While Diamond Days isn't primarily a fund raiser, "we are donating profits to the Ella Barker Center for Human Rights in Oakland (http://www.ellabakercenter.org) which is a wonderful organization, that I couldn't be happier to be associated with. They have a few really amazing programs which I am very supportive of, and I hope we can help get them some support. .... Diamond Day's isn't a fund raiser in the traditional sense. It's a music fest, but I try and focus on the local side of things, which I think a lot of bigger indie festivals tend to forget about. I feel like including a local non-profit like Ella barker is important to that idea of community."

So this is all good stuff and a good reasons to organize a music festival. It's the sort of thing I've always wanted to do but never did. But why did it get branded a Heeb event? "I've tried to think of ways of explaining the Jewish connection to this fest, but aside from the fact that I am Jewish, and that Heeb is a Jewish magazine the only overall Jewish things that I can take from this is the sense of community that I talked about"

Ok. But that's just not good enough for me. To me that says that Heeb magazine just doesn't get it. We're at a point when Jewish music is exploding. There are new bands announcing themselves almost daily. We've got both massive crossover artists like Matisyahu and Y-Love and great new indie bands (the Shondes). We've got an jazz scene. Sephardic music is coming alive and the classical scene is growing fast. And, of course, the klezmer revival has hit a point where I can't imagine a town in the US with any reasonable sized Jewish community not having at least one klezmer band. Jewish songleader (singer/songwriter) types are on constant tour.

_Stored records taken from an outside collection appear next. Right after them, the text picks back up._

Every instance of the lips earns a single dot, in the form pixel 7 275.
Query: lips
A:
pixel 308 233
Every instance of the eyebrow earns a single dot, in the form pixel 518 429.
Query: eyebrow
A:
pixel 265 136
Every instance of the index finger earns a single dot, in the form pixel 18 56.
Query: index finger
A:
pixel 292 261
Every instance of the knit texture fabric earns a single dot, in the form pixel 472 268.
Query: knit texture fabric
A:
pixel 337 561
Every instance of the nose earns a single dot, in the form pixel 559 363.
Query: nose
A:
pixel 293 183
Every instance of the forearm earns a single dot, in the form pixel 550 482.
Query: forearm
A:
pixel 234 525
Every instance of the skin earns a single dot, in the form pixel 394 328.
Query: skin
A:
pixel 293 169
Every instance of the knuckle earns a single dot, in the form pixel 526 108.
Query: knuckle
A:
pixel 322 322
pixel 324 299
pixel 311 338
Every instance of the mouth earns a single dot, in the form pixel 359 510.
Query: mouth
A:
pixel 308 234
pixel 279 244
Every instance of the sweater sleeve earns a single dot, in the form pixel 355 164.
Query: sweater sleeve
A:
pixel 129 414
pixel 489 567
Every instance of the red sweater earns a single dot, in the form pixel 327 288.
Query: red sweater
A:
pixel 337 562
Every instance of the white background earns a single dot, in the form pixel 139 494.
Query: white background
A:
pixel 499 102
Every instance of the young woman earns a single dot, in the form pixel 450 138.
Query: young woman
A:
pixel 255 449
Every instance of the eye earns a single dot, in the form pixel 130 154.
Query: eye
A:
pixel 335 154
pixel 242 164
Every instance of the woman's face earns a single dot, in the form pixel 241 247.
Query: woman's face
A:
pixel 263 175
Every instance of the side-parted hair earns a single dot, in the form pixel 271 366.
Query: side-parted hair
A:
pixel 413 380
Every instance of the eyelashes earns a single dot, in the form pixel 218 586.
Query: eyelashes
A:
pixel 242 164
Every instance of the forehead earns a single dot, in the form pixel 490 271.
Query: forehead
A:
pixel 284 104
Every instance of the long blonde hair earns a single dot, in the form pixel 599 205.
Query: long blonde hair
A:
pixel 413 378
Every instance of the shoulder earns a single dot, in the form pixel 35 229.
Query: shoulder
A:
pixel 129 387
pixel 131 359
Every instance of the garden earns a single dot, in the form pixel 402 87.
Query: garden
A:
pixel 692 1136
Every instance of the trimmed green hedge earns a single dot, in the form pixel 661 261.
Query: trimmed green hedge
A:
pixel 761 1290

But evidently none of that matters. Because, to Jay and Heeb, having a vague "sense of community" is enough. Don't worry if that community has no Jewish character. Don't worry if that community perpetuates the marginalization of Jewish culture, even in the face of it's resurgence. Don't actually be Jewish (what ever that means to you). None of that matters. Just don't forget to show up, bring a friend, and wear the damn t-shirt.


Anonymous said...

big up that

Jennie said...

I am shocked that Diamond Days doesn't have any of the Jewish music renaissance groups (JDub artists, Tzadik artists) that we -- younger Jews -- are so darn excited about! We advertise heavily with Heeb because we find businesses and people looking for the pulse of the new-Jew world, still go to Heeb. If you think Heeb is slipping, who's going to be the new-Jew media leader? Got opinions -- would love to hear them!

Jennie, Founder ModernTribe.com

Jack said...

Jennie, that's a great question and I'd love to hear everyone's opinion about it.

I don't think that Heeb is slipping, I think they never had a clue and really don't want one. My big frustration is that I don't see any Jewish magazine or media outlet really championing the revival in Jewish culture and religion that I see happening right now. Heeb's vision of that revival is really different than mine. They (in my opinion) think that the revival is about assimilated Jews wearing Jewish stars instead of Nike swooshes. It's a brand identity kind of vision. While better than nothing, I think that seriously underestimates and undervalues what's really happening out there. I see young Jews looking to reclaim our heritage, both cultural and religious, in a significant way. The explosion in Jewish music absolutely reflects that.